By analogy with const , I suspect that qualifying with restrict twice will assert what you want, which is that none of the values in the array points to overlapping memory. But reading the standard, I can't prove to myself that it actually does. I reckon that "Let D be a declaration of an ordinary identifier that provides a means of designating an object P as a restrict-qualified pointer to type T" does indeed mean that for int *restrict *restrict A , then A[0] and A[1] are objects designated as a restrict-qualified pointer to int. But it's pretty heavy legalese.

I have no idea whether your compiler will actually do anything with that knowledge, mind you. Clearly it could, it's a question of whether it's implemented.
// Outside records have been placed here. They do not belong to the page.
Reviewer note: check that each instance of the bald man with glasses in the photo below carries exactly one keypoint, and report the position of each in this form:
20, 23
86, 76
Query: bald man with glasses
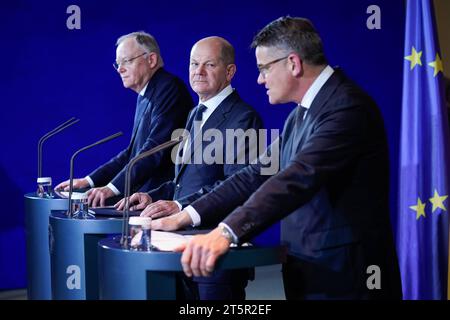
162, 106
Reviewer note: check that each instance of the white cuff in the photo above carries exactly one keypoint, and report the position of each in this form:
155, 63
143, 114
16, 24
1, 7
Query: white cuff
224, 225
113, 189
195, 217
179, 205
91, 183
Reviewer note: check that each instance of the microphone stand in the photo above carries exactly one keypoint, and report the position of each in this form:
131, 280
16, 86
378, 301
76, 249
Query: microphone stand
49, 134
69, 213
126, 212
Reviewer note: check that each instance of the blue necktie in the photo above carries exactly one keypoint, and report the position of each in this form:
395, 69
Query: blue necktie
299, 115
198, 116
140, 107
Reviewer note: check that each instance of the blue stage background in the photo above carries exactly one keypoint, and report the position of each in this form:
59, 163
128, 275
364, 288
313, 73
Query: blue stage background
51, 73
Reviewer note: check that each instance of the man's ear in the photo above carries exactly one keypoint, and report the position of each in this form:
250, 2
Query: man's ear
152, 59
295, 64
231, 70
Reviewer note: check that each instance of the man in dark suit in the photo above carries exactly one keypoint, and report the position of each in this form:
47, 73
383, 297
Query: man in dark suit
331, 192
220, 109
162, 106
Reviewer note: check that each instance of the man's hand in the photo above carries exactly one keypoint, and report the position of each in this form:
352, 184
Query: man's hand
77, 184
139, 199
97, 196
173, 222
160, 209
200, 254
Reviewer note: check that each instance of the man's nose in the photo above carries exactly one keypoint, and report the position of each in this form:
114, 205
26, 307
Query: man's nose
260, 79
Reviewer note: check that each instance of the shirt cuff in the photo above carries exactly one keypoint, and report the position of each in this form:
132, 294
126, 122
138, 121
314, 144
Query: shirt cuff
91, 183
113, 189
179, 205
195, 217
224, 225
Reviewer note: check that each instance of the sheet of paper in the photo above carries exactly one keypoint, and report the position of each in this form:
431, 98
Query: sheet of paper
167, 241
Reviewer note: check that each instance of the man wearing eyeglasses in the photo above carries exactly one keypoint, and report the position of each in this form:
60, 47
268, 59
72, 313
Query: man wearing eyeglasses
211, 70
331, 193
163, 104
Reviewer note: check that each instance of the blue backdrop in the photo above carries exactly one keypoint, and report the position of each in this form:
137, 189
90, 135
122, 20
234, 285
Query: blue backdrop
51, 73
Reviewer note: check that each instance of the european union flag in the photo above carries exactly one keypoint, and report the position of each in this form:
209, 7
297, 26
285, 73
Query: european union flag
424, 161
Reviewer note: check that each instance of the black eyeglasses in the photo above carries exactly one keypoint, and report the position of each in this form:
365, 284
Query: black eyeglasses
126, 62
264, 68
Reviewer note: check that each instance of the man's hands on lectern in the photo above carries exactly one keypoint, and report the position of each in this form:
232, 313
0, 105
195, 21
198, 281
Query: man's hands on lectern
161, 208
173, 222
138, 201
98, 196
200, 254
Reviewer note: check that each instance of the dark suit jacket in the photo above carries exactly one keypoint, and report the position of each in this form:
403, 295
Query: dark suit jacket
331, 192
168, 104
194, 180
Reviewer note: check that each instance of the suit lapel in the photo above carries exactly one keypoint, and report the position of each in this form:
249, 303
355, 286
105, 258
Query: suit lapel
318, 103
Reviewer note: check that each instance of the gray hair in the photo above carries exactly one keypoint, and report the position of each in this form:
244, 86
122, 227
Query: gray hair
227, 52
293, 34
145, 40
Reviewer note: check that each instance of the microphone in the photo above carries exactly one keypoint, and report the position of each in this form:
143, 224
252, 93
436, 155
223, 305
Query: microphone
49, 134
126, 213
69, 213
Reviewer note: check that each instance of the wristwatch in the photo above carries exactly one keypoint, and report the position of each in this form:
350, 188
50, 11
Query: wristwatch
227, 234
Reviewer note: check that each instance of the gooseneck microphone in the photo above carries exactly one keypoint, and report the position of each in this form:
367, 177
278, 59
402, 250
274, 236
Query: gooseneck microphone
49, 134
69, 213
126, 213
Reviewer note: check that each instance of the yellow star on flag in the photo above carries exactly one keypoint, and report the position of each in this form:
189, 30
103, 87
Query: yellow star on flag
414, 58
419, 208
437, 65
438, 201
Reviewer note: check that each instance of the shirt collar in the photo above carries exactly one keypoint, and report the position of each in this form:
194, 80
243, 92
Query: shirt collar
312, 92
142, 92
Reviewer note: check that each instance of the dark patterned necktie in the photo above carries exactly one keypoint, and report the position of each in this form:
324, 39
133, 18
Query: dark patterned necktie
299, 115
198, 116
140, 107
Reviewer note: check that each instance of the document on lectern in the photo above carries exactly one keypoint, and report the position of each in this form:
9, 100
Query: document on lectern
167, 241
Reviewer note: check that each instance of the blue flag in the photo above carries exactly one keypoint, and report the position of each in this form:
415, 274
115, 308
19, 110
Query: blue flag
424, 184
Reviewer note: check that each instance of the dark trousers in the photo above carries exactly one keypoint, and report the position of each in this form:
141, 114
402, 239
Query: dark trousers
221, 285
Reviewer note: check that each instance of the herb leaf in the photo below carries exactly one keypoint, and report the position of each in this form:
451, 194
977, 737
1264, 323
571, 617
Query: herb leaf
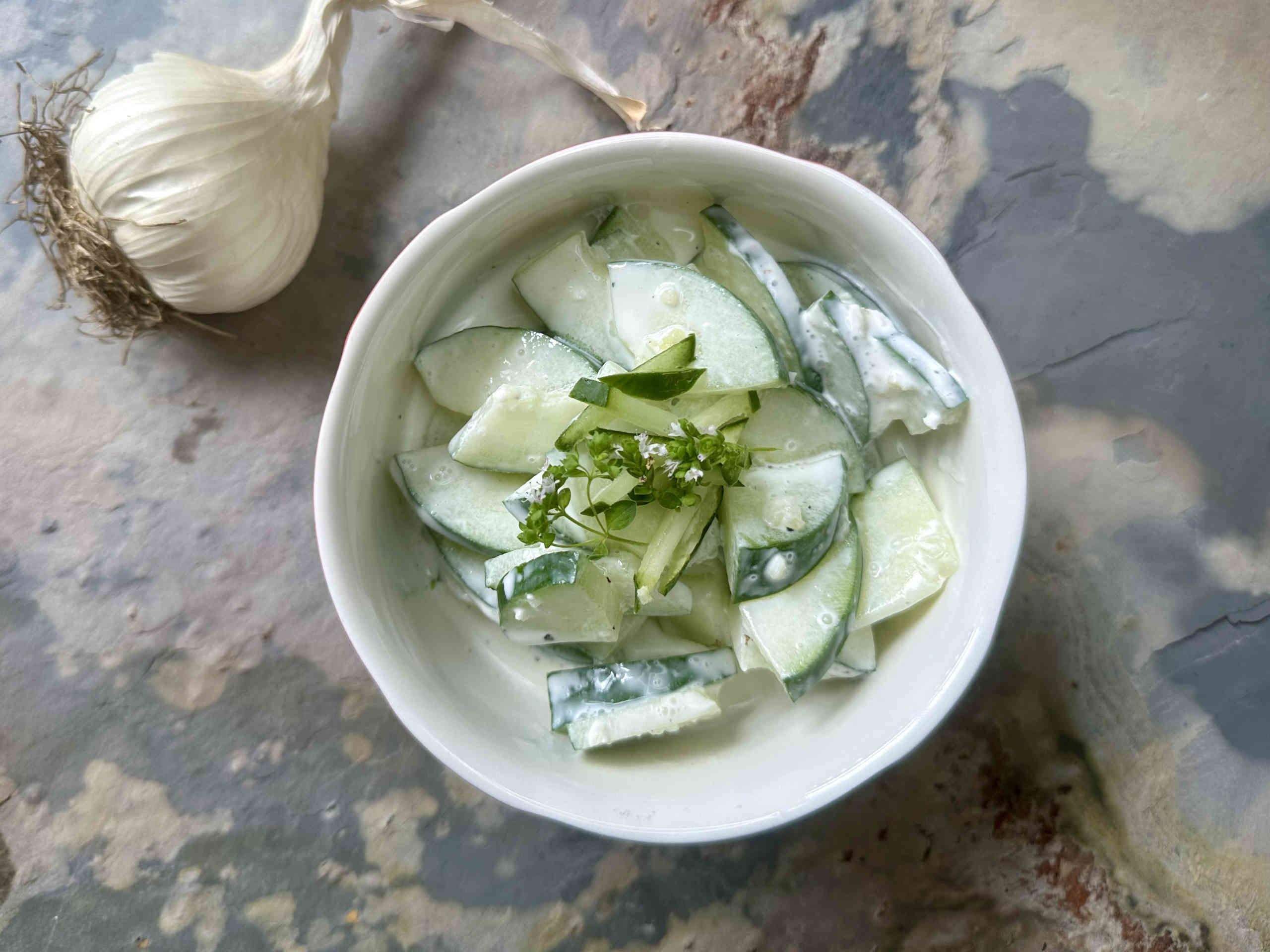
620, 515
So I don't really know what you've gained over a conventional C 2-D array, where you just allocate rows * cols * sizeof(int) , and index with A[cols*row + col] . Then you clearly only need one use of restrict, and any compiler that does anything with restrict will be able to re-order reads from A and B across writes to Out. Without restrict , of course, it can't, so by doing what you're doing, you're throwing yourself on your compiler's mercy. If it can't cope with double-restrict, only the single restrict case, then your double-indirection has cost you the optimization.

At first guess, multiplication is likely to be faster than an additional pointer indirection anyway. You obviously care about performance or you wouldn't be using restrict at all, so I'd test performance fairly carefully (on all compilers you care about) before making this change for the sake of slightly nicer syntax and not having to remember how many columns there are in your array every time you access it.
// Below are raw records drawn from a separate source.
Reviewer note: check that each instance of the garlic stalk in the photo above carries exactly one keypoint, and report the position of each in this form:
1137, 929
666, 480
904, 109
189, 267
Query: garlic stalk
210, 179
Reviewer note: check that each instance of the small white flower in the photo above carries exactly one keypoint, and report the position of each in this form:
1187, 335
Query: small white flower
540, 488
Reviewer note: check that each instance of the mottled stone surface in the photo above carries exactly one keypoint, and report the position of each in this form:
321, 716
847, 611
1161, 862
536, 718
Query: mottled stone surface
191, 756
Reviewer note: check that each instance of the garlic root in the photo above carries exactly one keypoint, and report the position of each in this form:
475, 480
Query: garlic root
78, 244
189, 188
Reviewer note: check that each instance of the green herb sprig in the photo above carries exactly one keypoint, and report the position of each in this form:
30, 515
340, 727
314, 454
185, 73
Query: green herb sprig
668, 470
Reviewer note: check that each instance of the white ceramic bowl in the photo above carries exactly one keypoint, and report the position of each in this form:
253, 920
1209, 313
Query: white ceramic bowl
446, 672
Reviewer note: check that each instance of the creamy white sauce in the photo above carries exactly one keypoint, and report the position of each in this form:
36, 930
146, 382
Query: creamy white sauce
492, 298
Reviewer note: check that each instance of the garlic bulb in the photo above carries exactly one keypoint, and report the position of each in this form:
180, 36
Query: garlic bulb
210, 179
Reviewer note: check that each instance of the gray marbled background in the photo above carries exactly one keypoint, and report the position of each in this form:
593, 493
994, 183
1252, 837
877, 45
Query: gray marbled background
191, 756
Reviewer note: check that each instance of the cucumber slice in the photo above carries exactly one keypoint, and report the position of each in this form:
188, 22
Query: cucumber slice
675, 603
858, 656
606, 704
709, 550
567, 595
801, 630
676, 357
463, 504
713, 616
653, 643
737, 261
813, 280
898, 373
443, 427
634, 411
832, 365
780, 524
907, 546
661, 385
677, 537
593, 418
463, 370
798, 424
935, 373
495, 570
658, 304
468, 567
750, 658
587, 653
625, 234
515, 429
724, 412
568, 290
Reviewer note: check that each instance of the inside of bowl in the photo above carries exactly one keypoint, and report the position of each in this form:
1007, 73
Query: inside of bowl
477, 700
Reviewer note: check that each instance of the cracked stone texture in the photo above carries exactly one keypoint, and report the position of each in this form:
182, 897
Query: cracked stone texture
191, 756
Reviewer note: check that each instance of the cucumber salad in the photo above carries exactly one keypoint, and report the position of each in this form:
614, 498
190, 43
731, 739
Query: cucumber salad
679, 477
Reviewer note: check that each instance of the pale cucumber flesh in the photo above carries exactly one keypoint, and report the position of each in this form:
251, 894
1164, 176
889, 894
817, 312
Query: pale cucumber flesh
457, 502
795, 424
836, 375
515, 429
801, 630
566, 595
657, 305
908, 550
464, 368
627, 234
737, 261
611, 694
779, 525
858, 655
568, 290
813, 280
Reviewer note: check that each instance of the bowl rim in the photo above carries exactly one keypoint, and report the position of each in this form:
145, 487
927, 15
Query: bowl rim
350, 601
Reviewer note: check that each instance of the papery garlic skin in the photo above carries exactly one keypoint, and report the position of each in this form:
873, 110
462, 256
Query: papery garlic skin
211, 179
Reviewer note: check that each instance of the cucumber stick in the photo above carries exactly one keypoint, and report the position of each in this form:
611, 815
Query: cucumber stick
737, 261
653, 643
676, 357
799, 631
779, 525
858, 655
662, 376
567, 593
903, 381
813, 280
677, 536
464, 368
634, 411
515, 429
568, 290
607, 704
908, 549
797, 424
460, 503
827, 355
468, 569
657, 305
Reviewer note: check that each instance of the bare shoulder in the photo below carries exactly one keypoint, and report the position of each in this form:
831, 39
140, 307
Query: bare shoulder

is accessing elements through A[0][col*nrows + row] undefined?

Yes, if the element is modified by one of the accesses, because this makes A[0] an alias for memory also accessed via A[col]. That'd be fine if only A and B were restrict-qualified pointers, but not if A[0] and A[col] are.

I assume that you don't modify A in this function, so actually that alias is fine. If you did the same thing with Out, though, behavior would be undefined.